Tracking funds in a 401k

David Reiser dbreiser at earthlink.net
Sat Sep 17 12:00:50 EDT 2005


On Sep 17, 2005, at 11:08 AM, David Hampton wrote:

> On Sat, 2005-09-17 at 09:35 -0400, Bradford R. Bowman wrote:
>
>
>> Ok, this makes the most sense to me. TIAA-CREF has fairly good web
>> access to the account, which may make it easy to at least do monthly
>> updating of the funds.
>>
>
> For what its worth, there's a pending patch to the Finance::Quote
> project on sourceforge.net that will allow it to retrieve TIAA-CREF
> mutual fund prices.  You should be able to apply th patch to your  
> local
> copy of F::Q.  I don't know when the next version of F::Q will be
> released, but hopefully it will be less than the two years it was for
> the last version.
>
> David

It is possible to use the F::Q module that appears as a result of a  
gnucash install and just replace the TIAACREF perl script to get  
daily fund prices for the TIAACREF funds. I'm sure I can find the  
path to the script online if you'd like.

Coupled with OFX downloads and importing into gnucash for each set of  
purchase transactions, it's possible to have gnucash tell you your  
daily retirement fund value with less work than I used to spend doing  
reconciliations once a year manually.

One transaction that still is manual, if it applies to you, is  
accumulation in the annuity account. The traditional TIAA annuity  
pays interest into your account daily, but no explicit transaction is  
recorded. So every once in a while I make sure I'm up to date on  
downloading the fund purchase transactions (your personal and  
matching annuity contributions are still a reported transaction),  
then I subtract the gnucash annuity balance from the TIAA website  
balance from that account, and create a transaction that adds to the  
annuity balance from Income:Retirement annuity gain. I also have an  
account Income:Employer Retirement match, so I have to be careful to  
exclude those accounts when I do normal income analysis.
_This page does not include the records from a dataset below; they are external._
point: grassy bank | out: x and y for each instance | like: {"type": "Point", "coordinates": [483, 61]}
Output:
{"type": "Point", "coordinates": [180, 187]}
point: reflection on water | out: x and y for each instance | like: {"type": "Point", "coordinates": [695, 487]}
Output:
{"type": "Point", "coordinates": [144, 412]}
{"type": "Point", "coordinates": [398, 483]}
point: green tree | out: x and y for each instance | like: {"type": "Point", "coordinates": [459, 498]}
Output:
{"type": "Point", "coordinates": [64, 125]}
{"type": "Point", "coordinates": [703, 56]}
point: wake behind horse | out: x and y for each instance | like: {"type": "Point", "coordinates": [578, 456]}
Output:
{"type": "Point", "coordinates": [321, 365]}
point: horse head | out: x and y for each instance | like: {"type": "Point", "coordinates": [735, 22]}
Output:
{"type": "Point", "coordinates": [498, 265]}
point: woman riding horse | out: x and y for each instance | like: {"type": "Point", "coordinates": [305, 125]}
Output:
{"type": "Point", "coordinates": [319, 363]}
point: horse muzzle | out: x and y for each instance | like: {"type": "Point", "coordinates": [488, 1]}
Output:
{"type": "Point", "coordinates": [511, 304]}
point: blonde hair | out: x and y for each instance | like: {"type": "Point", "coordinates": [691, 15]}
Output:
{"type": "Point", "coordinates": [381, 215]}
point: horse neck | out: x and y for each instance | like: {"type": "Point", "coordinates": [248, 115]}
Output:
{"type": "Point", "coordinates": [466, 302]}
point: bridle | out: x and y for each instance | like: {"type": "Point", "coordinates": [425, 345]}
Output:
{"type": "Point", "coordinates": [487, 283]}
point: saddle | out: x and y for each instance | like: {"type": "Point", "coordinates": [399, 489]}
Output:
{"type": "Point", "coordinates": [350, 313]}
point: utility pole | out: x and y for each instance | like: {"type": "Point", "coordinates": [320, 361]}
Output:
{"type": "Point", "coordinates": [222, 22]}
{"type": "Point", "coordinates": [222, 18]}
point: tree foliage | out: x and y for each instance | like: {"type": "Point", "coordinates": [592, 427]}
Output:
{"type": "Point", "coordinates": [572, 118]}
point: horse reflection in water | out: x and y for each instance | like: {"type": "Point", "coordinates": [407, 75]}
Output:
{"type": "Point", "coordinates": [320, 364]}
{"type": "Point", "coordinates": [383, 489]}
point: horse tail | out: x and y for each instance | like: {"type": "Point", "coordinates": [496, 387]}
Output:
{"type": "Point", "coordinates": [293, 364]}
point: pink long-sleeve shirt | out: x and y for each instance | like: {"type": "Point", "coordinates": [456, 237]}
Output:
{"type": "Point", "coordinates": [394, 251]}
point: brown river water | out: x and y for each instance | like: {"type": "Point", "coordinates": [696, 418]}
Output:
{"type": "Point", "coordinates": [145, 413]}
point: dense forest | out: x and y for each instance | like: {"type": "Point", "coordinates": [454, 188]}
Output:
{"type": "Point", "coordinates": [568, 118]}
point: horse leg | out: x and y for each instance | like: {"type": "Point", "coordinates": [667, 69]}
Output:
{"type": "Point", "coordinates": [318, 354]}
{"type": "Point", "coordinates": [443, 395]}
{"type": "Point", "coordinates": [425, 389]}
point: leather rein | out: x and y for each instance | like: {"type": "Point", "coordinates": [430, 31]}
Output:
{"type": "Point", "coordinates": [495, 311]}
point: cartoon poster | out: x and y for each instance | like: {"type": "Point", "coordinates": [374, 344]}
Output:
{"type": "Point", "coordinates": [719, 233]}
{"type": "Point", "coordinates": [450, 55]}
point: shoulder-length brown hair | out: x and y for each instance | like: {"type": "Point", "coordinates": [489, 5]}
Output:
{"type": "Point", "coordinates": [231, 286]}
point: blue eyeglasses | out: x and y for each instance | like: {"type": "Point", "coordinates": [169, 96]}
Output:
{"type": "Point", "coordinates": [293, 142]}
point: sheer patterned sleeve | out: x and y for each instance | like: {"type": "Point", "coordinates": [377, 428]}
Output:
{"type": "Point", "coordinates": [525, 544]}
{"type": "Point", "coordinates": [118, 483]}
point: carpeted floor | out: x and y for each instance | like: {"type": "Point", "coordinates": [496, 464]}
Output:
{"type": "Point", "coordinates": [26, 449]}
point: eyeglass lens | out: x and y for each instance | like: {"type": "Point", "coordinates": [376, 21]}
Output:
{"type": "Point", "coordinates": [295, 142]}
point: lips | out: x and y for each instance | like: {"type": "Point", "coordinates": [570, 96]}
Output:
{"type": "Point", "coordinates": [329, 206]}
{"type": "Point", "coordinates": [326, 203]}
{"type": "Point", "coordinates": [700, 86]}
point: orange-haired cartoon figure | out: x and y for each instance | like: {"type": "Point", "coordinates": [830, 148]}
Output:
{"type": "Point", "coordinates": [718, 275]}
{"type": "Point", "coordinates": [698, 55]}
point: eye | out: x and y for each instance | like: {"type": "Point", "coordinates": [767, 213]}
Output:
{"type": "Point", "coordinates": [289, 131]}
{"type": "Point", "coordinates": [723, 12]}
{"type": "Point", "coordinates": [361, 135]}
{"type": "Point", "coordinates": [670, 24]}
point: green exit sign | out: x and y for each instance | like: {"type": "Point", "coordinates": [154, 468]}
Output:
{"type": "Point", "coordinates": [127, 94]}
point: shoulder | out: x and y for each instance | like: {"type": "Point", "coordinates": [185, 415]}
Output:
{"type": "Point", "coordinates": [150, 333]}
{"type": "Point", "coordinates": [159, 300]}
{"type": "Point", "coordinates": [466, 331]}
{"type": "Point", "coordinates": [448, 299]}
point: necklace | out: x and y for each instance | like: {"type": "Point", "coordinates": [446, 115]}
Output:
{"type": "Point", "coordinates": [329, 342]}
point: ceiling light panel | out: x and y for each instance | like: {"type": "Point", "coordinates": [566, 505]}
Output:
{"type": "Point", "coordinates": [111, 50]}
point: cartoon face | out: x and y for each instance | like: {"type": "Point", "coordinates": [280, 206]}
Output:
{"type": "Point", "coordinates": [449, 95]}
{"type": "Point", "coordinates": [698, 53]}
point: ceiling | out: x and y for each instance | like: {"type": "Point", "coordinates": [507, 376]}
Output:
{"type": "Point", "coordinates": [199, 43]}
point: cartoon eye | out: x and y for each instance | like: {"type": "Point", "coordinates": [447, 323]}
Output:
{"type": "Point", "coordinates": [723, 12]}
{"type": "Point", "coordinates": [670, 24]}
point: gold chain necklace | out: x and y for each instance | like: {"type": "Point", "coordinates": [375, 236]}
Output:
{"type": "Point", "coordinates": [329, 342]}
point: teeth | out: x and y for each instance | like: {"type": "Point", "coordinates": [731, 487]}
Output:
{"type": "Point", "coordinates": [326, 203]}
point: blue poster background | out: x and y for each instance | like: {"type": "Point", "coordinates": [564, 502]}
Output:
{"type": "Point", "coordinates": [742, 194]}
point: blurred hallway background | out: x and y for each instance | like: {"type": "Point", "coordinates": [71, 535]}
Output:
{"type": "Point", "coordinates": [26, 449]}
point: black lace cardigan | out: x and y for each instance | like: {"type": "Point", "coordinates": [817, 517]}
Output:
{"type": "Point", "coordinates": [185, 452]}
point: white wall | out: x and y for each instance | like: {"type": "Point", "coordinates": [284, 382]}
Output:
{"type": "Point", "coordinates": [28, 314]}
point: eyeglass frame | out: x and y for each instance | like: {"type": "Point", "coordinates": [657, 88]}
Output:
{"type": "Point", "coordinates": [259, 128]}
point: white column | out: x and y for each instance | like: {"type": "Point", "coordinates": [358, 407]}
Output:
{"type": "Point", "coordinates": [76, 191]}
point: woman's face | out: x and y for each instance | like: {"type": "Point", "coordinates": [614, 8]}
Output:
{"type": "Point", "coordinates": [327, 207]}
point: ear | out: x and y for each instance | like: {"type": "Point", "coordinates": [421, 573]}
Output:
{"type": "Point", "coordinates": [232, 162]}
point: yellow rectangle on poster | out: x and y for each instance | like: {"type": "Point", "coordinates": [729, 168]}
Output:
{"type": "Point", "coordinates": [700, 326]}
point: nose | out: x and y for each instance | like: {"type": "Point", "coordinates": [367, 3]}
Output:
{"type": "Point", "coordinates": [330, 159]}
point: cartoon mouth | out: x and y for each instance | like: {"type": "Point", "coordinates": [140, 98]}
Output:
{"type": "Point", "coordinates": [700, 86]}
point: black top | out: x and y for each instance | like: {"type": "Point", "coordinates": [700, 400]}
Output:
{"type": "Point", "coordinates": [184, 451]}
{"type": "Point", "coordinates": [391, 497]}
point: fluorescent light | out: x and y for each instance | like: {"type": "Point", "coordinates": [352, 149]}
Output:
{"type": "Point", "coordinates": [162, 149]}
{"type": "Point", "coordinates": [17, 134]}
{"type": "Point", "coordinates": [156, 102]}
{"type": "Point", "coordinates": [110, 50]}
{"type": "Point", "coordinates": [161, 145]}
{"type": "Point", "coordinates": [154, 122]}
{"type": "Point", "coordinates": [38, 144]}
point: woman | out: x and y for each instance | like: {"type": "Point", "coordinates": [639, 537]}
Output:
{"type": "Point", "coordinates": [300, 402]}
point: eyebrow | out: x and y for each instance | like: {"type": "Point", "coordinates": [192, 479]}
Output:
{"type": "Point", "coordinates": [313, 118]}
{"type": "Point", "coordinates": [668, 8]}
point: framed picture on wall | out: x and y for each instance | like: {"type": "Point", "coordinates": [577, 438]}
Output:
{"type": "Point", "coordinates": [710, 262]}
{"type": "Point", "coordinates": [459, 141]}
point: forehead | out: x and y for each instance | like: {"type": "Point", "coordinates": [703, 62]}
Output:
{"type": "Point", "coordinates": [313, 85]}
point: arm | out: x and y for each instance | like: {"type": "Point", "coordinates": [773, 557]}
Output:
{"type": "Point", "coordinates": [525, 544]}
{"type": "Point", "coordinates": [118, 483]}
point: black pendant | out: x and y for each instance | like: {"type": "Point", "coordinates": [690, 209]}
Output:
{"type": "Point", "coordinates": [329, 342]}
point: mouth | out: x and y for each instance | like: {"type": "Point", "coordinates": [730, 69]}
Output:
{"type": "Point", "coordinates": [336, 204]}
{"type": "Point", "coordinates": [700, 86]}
One really nice feature of the TIAACREF website Quicken downloads  
(OFX files) is that they let you choose how far back to go.  
Eliminating a time period that you know you've downloaded saves  
gnucash the effort of rejecting duplicates. The import engine gets  
slow if you import a lot of transactions you don't need.

If you're entering purchase transactions manually from a TIAA-CREF  
statement, be aware that they hide the purchase fees. (share price) x  
(shares purchased) is supposed to = (contribution amount). In gnucash  
you need to enter the contribution amount and the shares purchased,  
letting gnucash calculate the share price. You'll see that there is a  
small percentage difference between the share price reported on the  
statement and what you actually pay.